While cohosts Sara Haines and Republican Alyssa Farah Griffin praised the Morning Joe détente as a welcome first step, Sunny Hostin and Ana Navarro – two of the fiercer Trump critics on the ABC daytime talker – had some harsher words.
“The bottom line,” said Hostin, “is that America needs a free press that is willing to speak truth to power right now more than ever. I think we have to be very clear on it when we think about the president-elect and cover the president elect and I don’t think you need to sit down for 90 minutes at Mar-a-Lago and kiss his ring to be able to speak truth and be able to cover a story.”
Hostin conceded that Scarborough and Brzezinski are “not journalists in the true sense” but rather “opinion journalists,” but added, “You have to remember that Trump is the guy who ushered in the era of fake news, he’s the guy who ushered in alternative facts, he is the guy who attacked three black female journalists, he’s the guy who revoked Jim Acosta’s press credentials for asking a question…I don’t think he can be trusted in the way that other presidents could be trusted. This is an aberration.”
Navarro, a Never-Trump Republican and one of his staunchest critics, was even more blistering than Hostin about the president-elect and the press.
“In 2016 people voted for the unknown and voted thinking that maybe the gravitas of the office was going to change him,” Navarro said. “In 2024 people voted knowing who he was and nothing that he is doing, as concerning as I find it and as disturbing as I find it, should be shocking because he told us he was going to do these things, he was surrounded by the people he’s appointing. And he is keeping to his word and people voted for him knowing that.
“It’s a sobering truth,” she continued, “and hard to reconcile with what we [on The View] have been doing for the last eight years.. I will never sit down with him and I don’t think I’m gonna have to make that decision because I don’t think I’ll ever get invited.
“The truth of the matter is, as we know around this table, that it is hard to criticize and denounce the abuses of power by Donald trump when he is president. We have been there before – it means threats, it means death threats, it means retribution against your family, it means crazy things showing up at your house, it means lawsuits, it means all sorts of things. We’ve done it before and if we have to do it again we will do so again..
“I think,” she continued, “there are probably a lot of people looking at what Joe and Mika did and find it opportunistic. There are people who change their stripes or maybe their spots depending on who’s in power – I don’t know if that’s what happening with them. Everybody has to live with their decisions, everybody have to look in the mirror. I’m good.”
Moderator Whoopi Goldberg, also a fervid critic of, as she calls him, “You Know Who,” said she’s taking a wait and see approach. “I’m going to wait to see what I’m dealing with …I’m going to have some popcorn and if I have something to say I will say it. To predict what we’re going to do is impossible to say. I want to see what we’re up against, I want to see what will happen.”
After the Hot Topic discussion about Morning Joe, the panel pivoted to recent comments made by Bill Maher about the Left’s inability to view the election results through any lens but race and gender, rather than the economy.

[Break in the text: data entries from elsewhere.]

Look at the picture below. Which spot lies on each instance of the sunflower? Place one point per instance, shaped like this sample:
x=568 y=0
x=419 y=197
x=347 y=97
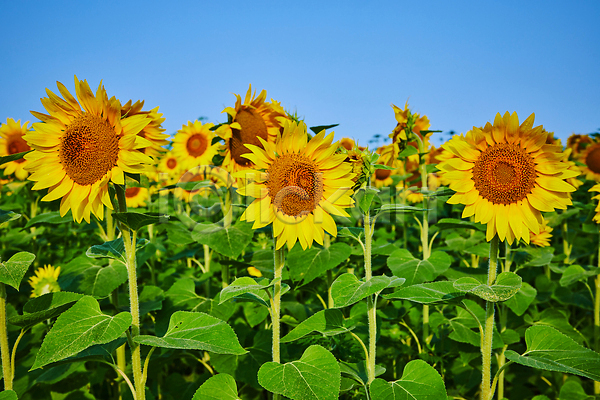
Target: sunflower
x=12 y=142
x=136 y=196
x=542 y=239
x=78 y=152
x=153 y=138
x=506 y=176
x=192 y=145
x=252 y=122
x=45 y=281
x=297 y=185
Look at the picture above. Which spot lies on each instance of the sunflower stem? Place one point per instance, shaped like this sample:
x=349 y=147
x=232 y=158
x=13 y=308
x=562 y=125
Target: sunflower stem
x=486 y=344
x=129 y=241
x=4 y=347
x=371 y=306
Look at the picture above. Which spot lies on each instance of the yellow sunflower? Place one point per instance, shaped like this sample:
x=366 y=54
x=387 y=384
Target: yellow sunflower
x=506 y=176
x=45 y=281
x=78 y=152
x=297 y=184
x=252 y=122
x=192 y=145
x=136 y=196
x=12 y=142
x=153 y=137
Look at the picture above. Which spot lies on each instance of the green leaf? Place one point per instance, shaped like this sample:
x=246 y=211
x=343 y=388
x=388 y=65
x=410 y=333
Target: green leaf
x=218 y=387
x=316 y=376
x=6 y=216
x=453 y=223
x=307 y=265
x=415 y=271
x=8 y=395
x=81 y=326
x=520 y=302
x=347 y=289
x=136 y=220
x=328 y=322
x=45 y=307
x=427 y=293
x=550 y=350
x=13 y=270
x=196 y=331
x=13 y=157
x=114 y=249
x=420 y=381
x=575 y=273
x=364 y=197
x=52 y=218
x=100 y=281
x=507 y=285
x=229 y=242
x=248 y=289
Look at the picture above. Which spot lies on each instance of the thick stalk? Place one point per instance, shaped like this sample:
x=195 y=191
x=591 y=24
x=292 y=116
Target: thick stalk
x=129 y=241
x=371 y=306
x=4 y=347
x=276 y=301
x=486 y=343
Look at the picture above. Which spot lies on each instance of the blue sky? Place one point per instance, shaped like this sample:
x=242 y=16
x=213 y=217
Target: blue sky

While Griffin supported the notion that voters were motivated by economic factors, Hostin and Navarro pointedly had issues with the comment. “Racism and misogyny are alive and well, I think we don’t want to think that about our neighbors,” Hostin said, while Navarro, saying that she personally like Maher and has been a guest on his show, noted that “maybe when you live life as a woman of color you feel [racism and sexism] a little bit more than when you are white man in America.”
“If you are not seeing racism and sexism in America,” Navarro said, “then you need to clean your lenses.”